次に、上部コイル層38bを有機絶縁材料製のコイル絶縁層40によって覆い、磁極部33上からコイル絶縁層40上にかけて上部コア層41を例えばフレームメッキ法によりパターン形成する。磁極部33の上に絶縁層39の溝39aが形成されており、この溝39a内に上部コア層41の先端部41aが入り込む形になる。なお、上部コア層41の基端部41bは、下部コア層30上に形成された磁性材料製の持上げ層(バックギャップ層)42上に接続される。

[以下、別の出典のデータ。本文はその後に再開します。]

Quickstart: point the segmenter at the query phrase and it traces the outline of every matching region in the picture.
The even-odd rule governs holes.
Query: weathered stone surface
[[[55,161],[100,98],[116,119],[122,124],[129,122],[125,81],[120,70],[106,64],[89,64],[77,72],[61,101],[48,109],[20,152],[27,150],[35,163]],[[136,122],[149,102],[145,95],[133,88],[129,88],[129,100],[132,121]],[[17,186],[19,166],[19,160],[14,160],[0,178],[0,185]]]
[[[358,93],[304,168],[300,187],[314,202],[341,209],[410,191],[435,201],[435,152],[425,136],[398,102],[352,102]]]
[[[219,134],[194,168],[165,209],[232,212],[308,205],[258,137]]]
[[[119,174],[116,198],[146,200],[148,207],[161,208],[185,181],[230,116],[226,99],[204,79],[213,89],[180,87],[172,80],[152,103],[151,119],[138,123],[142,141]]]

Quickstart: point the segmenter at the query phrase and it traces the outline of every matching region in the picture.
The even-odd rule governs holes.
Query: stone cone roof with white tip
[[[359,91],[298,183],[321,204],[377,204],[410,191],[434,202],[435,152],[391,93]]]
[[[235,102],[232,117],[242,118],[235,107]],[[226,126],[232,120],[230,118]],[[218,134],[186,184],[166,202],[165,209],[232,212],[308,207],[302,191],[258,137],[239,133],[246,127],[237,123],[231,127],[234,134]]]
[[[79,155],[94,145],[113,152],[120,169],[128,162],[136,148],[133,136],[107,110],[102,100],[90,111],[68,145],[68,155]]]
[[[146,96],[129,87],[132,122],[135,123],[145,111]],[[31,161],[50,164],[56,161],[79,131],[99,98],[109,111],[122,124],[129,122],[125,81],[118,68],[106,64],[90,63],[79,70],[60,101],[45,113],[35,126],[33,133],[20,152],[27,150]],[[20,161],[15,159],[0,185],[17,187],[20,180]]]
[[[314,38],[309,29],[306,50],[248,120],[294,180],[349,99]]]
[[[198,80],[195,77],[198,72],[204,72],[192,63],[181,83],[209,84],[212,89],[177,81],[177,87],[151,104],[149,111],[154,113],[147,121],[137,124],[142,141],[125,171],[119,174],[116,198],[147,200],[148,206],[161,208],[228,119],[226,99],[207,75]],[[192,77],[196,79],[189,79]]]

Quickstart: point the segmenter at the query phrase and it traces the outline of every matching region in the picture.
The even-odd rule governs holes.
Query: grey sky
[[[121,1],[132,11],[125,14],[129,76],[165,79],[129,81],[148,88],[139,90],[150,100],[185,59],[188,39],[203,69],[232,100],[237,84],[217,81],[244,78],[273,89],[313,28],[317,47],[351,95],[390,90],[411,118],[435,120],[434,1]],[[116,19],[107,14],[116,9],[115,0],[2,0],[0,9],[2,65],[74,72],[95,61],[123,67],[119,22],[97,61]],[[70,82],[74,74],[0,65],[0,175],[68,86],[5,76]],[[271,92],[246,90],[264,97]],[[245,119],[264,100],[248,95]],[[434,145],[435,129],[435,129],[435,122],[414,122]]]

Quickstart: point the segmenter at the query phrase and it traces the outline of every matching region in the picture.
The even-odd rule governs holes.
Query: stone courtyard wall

これらの工程を経て形成された磁気ヘッドが、図18に示された磁気ヘッドである。
なお、図21および図22に示される工程の代わりに、図14及び図15に示される工程と同様にして磁極部33の上面33aを削ると、磁極部33の形状を図5に示される磁気ヘッドと同様の形状にできる。また、図21および図22に示される工程の代わりに、図16及び図17に示される工程と同様にして磁極部33の上面33aを削ると、磁極部33の形状を図7に示される磁気ヘッドと同様の形状にできる。
このように、本発明の磁気ヘッドの製造方法を用いると、磁極部33の上面33aの露出を、研削研磨加工ではなく、エッチングによって行うことができるので、磁極部33の上面33aの下部コア層30の上面30aからの高さ寸法(膜厚)を細かく制御でき、磁気ヘッドのオーバライト特性などの書き込み特性の向上を図ることができる。また、磁極部33の上面33aの形状を様々な形に加工することも可能になる。
これまで説明した実施の形態では、下部コイル層38aの膜厚t11を磁極部33の成膜膜厚t21以上にしていた。しかし、本発明では、下部コイル層38aの膜厚t11を磁極部33の成膜膜厚t21以下にすることもできる。このときには、下部コイル層38aの上面38a2と絶縁層39の上面39bの距離を離すことができ、下部コイル層38aの絶縁性向上という効果を奏することができる。
なお、記録媒体との対向面F上に、膜厚15Å〜70ÅのDLC(ダイヤモンドライクカーボン)製の保護膜が形成されていてもよい。
また、本発明の磁気ヘッドの製造方法は、第1の磁性部または第2の磁性部の周囲をトロイダル状に巻き回するコイル層を有する磁気ヘッドの製造方法としても用いることができる。このときは、トロイダル状に巻き回するコイル層の、磁極部のハイト方向後方に位置する部分の膜厚を大きくすることができる。
また、コイル層38は上部コイル層38bが形成されず、下部コイル層38aのみの一層構造でもよい。